È infiammazione diffusa del condotto uditivo dell'orecchio. Questa condizione è piuttosto comune negli adolescenti e nei giovani ed è molto più frequente nei mesi estivi - per il nuoto in piscina o in acque di mare inquinate. I traumi dovuti, per esempio, all'inserimento di oggetti estranei nell'orecchio, come la pulizia effettuata con bastoncini di cotone, possono irritare la cute dell'orecchio e provocare infiammazione, causando l'otite esterna. Inoltre, la presenza di umidità può costituire il luogo ideale per la proliferazione dei funghi e può predisporre l'organo a un'infezione fungina. L'inizio dell'otite esterna è quasi sempre caratterizzato da prurito che poco a poco si trasforma in netta sensazione dolorosa.

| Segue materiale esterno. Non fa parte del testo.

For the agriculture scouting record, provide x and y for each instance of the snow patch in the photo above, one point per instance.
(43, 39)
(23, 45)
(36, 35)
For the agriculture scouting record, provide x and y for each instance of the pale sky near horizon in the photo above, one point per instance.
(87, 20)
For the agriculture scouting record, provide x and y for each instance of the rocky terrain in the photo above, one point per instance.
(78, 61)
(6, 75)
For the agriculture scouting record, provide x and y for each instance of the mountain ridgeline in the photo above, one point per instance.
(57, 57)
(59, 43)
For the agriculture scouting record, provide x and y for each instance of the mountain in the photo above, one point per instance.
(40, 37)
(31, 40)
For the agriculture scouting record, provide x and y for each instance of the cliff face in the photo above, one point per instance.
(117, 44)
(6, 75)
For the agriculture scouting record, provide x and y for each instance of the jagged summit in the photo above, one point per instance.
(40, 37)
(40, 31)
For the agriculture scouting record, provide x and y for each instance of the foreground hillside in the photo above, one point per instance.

Se l'affezione passa allo stato più avanzato, il dolore diventa molto più vivo e si hanno delle abbondanti secrezioni purulente. Di solito, in un paio di settimane l'infiammazione scompare e si ristabilisce un quadro normale, talvolta però il processo recidiva e si cronicizza.



B) Otite Media

È l'infiammazione dell'orecchio medio spesso causata da un'infezione batterica o virale. L'otite media si presenta spesso associata a un'infezione delle vie aeree superiori; sono soprattutto i bambini a esserne colpiti, perché la tuba d'Eustachio del loro orecchio è più breve di quella degli adulti ed è un perfetto ricettacolo per batteri e virus. A fronte dell'infiammazione si assiste alla formazione di un secreto tipo "pus" mentre la membrana timpanica si gonfia e non vibra più come prima, con conseguente temporanea perdita d'udito (acusia), dolore, irritabilità e difficoltà nel mangiare e nel dormire. Possono presentarsi sintomi associati quali febbre, tosse e naso che cola.